Greenpeace has welcomed Landcorp's decision to stop using a common palm oil byproduct as cattle feed in New Zealand - and says now it's time for Fonterra to step up.
State-owned Landcorp Farming - New Zealand's largest corporate farmer - announced this morning it would phase out the use of palm kernel expeller (PKE) on its farms after June 2017.
CEO Steven Carden said in a statement it is believed the move will be "virtually cost-neutral".
PKE is used on many New Zealand farms as cheap feed supplement during winter and in seasonal droughts, but it has been criticised by Greenpeace for playing a part in deforestation and habitat destruction in southeast Asia.
New Zealand is a large consumer of the product, with a record 1.95 million tonnes imported in the year to June 2015.
Of that, Landcorp's present use is just 10,700 tonnes per year, down from 15,200 tonnes in 2013-14, and just 4 per cent of an average Landcorp cow's diet is PKE.
Fonterra in November had to ask its farmers to limit the amount of PKE fed to cows to 3kg per day, as some were understood to be feeding up to three times that amount - a significant amount of an average cow's diet - which could impact New Zealand milk's reputation as a grass-fed product.
Fonterra's Miles Hurrell, COO Farm Source, said sustainable-sourced PKE still has a place in "supporting animal health, particularly as grass quality declines over a season or during adverse weather such as drought."
"NZ dairy's pasture-base production gives us a competitive advantage in global markets, and we agree we need to protect that," he said in a statement.
"Fonterra imports approx one third of the PKE that comes into NZ via our Farm Source stores.
"In terms of our sourcing of PKE, we use a single source provider, Wilmar International, to import PKE via our Farm Source stores.
"Wilmar has a "no-deforestation, no-exploitation" policy ... Wilmar has partnered with The Forest Trust, an independent non-government organisation, to implement the policy across the supply chain."
Greenpeace Forest Solutions Team Leader Grant Rosoman said Landcorp phasing it out is a big deal for the New Zealand farming landscape, and says it signals a shift in thinking.
"They're the country's biggest farmer - it's a very significant move," he said.
"It's a growing movement against PKE and Landcorp have really just jumped it ahead.
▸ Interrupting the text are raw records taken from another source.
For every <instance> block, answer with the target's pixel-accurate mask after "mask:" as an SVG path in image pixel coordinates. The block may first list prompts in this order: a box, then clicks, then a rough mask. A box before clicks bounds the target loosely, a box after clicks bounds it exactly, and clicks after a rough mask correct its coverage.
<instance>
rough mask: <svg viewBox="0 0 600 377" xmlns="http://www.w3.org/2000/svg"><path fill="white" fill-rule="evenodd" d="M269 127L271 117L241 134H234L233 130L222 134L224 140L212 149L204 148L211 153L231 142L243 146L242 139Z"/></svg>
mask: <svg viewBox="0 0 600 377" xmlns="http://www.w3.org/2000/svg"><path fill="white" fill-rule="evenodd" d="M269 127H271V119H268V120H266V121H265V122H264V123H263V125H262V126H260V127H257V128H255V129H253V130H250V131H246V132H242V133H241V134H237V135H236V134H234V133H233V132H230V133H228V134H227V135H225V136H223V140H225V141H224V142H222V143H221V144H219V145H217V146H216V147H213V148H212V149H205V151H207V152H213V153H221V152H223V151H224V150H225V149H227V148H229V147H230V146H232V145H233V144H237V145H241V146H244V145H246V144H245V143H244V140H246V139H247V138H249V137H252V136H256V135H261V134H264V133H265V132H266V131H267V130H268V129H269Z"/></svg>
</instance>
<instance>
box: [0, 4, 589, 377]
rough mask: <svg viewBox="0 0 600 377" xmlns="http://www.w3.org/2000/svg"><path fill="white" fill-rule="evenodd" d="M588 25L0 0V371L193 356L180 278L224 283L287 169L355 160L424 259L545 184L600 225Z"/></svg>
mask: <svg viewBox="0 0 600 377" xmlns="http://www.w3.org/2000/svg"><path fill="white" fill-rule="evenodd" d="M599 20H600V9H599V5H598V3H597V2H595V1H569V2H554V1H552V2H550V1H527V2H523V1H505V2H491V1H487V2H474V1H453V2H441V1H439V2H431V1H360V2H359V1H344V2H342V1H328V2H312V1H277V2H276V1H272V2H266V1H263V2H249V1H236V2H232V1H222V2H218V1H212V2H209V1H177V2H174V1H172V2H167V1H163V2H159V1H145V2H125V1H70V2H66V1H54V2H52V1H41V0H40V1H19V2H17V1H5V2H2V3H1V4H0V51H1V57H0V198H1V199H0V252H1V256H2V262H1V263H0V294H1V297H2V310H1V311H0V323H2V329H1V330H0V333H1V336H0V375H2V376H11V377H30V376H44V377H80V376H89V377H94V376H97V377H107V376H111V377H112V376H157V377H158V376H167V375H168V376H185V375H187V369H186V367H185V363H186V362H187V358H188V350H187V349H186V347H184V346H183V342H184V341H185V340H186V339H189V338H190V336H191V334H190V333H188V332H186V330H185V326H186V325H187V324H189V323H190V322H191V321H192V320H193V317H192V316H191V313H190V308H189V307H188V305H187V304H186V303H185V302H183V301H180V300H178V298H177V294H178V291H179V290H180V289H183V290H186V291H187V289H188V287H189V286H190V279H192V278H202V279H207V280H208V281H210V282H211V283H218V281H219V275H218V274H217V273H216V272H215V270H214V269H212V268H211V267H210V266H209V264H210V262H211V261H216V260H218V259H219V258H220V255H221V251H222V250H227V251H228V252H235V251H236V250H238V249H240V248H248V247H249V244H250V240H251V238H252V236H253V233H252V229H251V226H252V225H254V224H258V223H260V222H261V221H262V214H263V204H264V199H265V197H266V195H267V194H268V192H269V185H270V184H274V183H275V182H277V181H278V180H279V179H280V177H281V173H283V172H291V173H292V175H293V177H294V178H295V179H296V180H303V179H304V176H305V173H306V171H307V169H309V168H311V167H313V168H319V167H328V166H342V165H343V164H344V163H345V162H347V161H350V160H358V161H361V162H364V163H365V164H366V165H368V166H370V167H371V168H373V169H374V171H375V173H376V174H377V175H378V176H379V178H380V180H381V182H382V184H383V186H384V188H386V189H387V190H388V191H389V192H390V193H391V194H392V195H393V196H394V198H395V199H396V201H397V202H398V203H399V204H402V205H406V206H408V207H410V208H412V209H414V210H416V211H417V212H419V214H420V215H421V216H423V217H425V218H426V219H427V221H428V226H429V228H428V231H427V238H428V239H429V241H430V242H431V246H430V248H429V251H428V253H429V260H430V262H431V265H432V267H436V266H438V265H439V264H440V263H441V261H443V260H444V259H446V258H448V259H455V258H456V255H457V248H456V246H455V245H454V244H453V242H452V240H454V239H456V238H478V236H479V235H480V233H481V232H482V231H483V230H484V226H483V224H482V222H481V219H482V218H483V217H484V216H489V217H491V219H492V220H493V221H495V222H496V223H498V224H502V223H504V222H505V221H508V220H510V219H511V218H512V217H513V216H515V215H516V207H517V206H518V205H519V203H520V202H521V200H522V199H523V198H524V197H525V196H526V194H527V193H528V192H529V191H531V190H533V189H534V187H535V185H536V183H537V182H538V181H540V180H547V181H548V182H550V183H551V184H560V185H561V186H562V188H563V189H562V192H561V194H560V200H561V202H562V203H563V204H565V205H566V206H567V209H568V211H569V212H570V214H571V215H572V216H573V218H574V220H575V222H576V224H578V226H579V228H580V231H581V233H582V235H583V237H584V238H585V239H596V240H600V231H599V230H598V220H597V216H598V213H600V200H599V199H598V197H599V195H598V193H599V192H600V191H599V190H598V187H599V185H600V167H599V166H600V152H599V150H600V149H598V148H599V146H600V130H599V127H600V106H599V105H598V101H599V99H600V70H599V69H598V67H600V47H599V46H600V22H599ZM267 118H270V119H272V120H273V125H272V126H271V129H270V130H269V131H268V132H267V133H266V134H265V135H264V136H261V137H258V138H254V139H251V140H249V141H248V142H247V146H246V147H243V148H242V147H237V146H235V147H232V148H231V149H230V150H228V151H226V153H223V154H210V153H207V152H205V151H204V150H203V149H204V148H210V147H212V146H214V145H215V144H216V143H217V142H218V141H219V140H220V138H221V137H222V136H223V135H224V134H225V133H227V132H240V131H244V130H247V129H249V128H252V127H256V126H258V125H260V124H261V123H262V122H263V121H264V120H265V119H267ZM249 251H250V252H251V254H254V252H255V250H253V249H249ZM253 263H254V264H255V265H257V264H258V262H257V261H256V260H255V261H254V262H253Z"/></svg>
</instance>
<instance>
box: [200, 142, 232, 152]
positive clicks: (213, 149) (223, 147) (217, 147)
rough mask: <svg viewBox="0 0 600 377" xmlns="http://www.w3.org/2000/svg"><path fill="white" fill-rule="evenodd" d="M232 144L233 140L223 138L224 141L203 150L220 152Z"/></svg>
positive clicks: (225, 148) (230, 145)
"We're certainly waiting for a response from Fonterra on this, to see what they're going to do ... I think it sends them a big wake up call.
"It is only a by-product of the industry ... but certainly it does contribute."
Greenpeace last year produced a report suggesting Fonterra may have indirectly sourced PKE from at least two plantations involved in burning forests and destroying orangutan habitats.
Fonterra CEO Theo Spierings responded by agreeing to meet with Greenpeace executive director Russel Norman last December, and Mr Norman described the meeting as being "surprisingly constructive".
The company reiterated its desire to use only PKE sourced sustainably, and to make that a priority, and the dairy giant has been a member of the palm oil watchdog organisation Roundtable on Sustainable Palm Oil (RSPO) since 2009.
However, Greenpeace has said there are still gaps in the PKE supply line and problems with the way the RSPO certifies plantations.